전분은 대표적인 다당류 바이오폴리머로서 구조–레올로지 관계가 기능적 거동, 특히 in vitro 소화 특성에 영향을 미치지만, 제한된 데이터로 인해 정량적 예측이 어렵다. 본 연구에서는 10종 전분의 in vitro 소화율(0–1)을 A- 및 B1-사슬 분율, 아밀로스 함량 등 분자적 특성과 페이스팅/레올로지 특성을 이용하여 전분 소화율을 예측하는 기계학습 모델을 개발하였다. FastML preset, Gaussian copula, tabular variational autoencoder, and conditional tabular generative adversarial network의 4가지 데이터 증강 기법을 품질 지표로 비교한 뒤 최적 기법으로 200개의 합성 데이터를 생성하여 학습에 활용하였다. 5가지 기계학습 알고리즘(random forest, support vector regression, XGBoost, lightGBM, neural network)을 그리드 서치로 최적화한 결과 신경망 모델이 최고 성능(R2=0.907)을 보였다. 이후 shapley additive explanations(SHAP) 분석을 통해 consistency index, setback viscosity, peak viscosity가 주요 기여 인자로 확인되어, 겔 강도 및 점도 회복 특성이 소화 특성에 중요한 역할을 함을 시사한다. 본 프레임워크는 소표본 실험 환경에서 전분 기반 소재의 소화 특성 예측 및 선별, 그리고 설계 방향 제시에 활용될 수 있다.

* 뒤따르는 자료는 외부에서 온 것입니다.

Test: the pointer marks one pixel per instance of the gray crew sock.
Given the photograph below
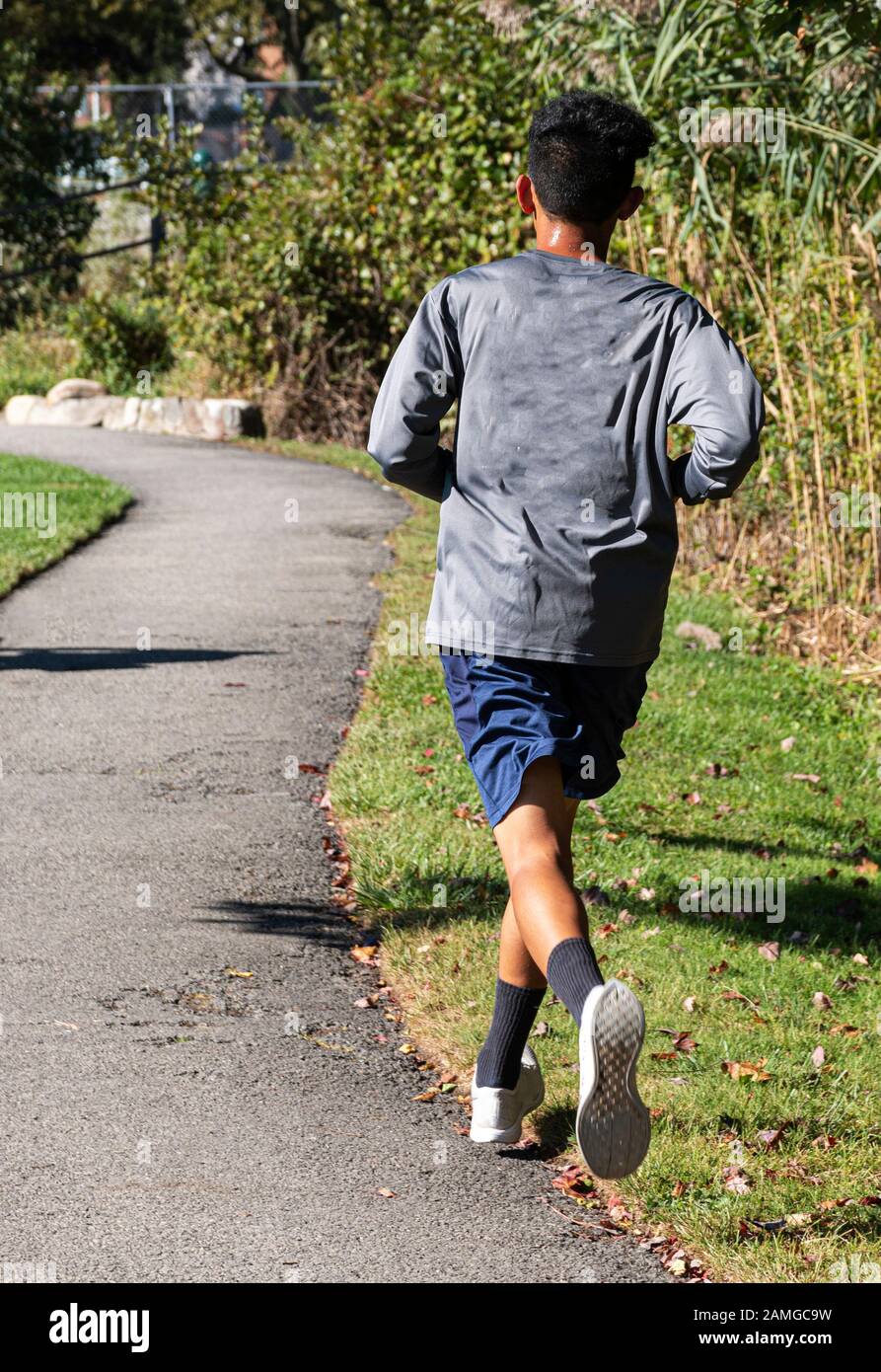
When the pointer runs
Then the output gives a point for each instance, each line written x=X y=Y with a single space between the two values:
x=498 y=1061
x=572 y=971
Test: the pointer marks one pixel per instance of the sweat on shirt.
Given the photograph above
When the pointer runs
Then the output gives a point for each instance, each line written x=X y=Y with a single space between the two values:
x=557 y=503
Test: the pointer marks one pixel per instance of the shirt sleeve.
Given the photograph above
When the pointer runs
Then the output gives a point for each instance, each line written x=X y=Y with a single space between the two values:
x=711 y=389
x=421 y=382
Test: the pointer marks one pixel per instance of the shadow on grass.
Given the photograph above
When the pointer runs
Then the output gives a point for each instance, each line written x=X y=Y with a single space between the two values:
x=832 y=913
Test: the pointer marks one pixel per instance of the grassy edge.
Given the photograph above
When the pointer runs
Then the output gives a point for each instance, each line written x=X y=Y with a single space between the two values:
x=358 y=463
x=111 y=503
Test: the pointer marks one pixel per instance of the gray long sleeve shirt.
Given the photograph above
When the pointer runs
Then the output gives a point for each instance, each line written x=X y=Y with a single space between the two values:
x=557 y=502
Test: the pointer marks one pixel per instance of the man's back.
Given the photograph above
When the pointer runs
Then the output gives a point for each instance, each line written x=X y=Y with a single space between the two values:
x=557 y=524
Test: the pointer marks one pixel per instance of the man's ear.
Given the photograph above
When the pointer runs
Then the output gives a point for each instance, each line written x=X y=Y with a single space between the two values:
x=630 y=203
x=525 y=195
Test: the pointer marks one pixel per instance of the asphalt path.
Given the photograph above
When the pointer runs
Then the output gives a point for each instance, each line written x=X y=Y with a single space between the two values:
x=164 y=1118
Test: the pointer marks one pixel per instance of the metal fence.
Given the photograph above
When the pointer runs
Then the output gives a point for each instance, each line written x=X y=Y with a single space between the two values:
x=217 y=106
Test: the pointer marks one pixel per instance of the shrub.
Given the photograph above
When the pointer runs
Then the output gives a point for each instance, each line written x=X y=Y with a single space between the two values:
x=119 y=341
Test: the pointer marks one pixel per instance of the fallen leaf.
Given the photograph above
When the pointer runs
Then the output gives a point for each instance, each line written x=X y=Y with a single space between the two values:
x=747 y=1070
x=736 y=1181
x=365 y=953
x=709 y=640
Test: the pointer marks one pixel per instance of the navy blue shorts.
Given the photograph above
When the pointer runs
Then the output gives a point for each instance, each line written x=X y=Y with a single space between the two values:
x=509 y=711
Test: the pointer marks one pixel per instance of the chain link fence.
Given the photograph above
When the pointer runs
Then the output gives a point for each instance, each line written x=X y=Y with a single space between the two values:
x=217 y=106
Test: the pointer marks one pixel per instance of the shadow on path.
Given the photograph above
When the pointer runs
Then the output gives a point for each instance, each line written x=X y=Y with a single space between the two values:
x=112 y=658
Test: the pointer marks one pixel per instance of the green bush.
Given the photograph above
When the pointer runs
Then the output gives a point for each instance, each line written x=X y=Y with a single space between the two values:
x=119 y=341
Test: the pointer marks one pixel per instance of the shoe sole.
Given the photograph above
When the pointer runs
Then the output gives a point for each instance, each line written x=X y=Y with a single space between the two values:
x=613 y=1126
x=512 y=1133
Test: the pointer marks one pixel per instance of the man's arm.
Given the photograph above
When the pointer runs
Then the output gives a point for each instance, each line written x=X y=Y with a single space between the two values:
x=711 y=389
x=421 y=382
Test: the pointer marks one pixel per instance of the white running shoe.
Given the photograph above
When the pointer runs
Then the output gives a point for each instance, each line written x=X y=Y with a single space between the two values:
x=613 y=1126
x=497 y=1112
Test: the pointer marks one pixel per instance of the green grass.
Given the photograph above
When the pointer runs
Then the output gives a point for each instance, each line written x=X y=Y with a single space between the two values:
x=83 y=505
x=434 y=882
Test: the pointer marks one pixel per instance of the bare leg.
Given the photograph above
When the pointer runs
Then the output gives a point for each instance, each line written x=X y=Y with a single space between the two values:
x=534 y=840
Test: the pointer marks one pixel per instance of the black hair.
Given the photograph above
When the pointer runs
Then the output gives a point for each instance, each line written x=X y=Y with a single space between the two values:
x=583 y=148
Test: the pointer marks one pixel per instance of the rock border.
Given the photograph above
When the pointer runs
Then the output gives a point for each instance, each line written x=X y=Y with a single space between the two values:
x=85 y=404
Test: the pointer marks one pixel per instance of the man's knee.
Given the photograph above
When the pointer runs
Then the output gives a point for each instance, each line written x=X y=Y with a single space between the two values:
x=538 y=858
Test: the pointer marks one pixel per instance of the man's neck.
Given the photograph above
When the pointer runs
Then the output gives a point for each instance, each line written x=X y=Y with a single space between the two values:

The workflow illustrates the machine learning model development process for starch digestibility prediction, which begins with data augmentation and proceeds through model training, hyperparameter optimization, model evaluation, and variable importance analysis using shapley additive explanations (SHAP). The original dataset is expanded through statistical modeling techniques. The augmented dataset was then used to train multiple machine-learning and neural network models-Random Forest, Support Vector Regression (SVR), XGBoost, LightGBM, and a neural network with different regularization methods (L1, L2, and Elastic Net). Each model undergoes hyperparameter optimization via grid search. The optimized models are evaluated using performance metrics (RMSE, MAE, and R2). Finally, SHAP analysis is applied to identify and quantify the contributions of various rheological and structural properties to starch digestibility prediction.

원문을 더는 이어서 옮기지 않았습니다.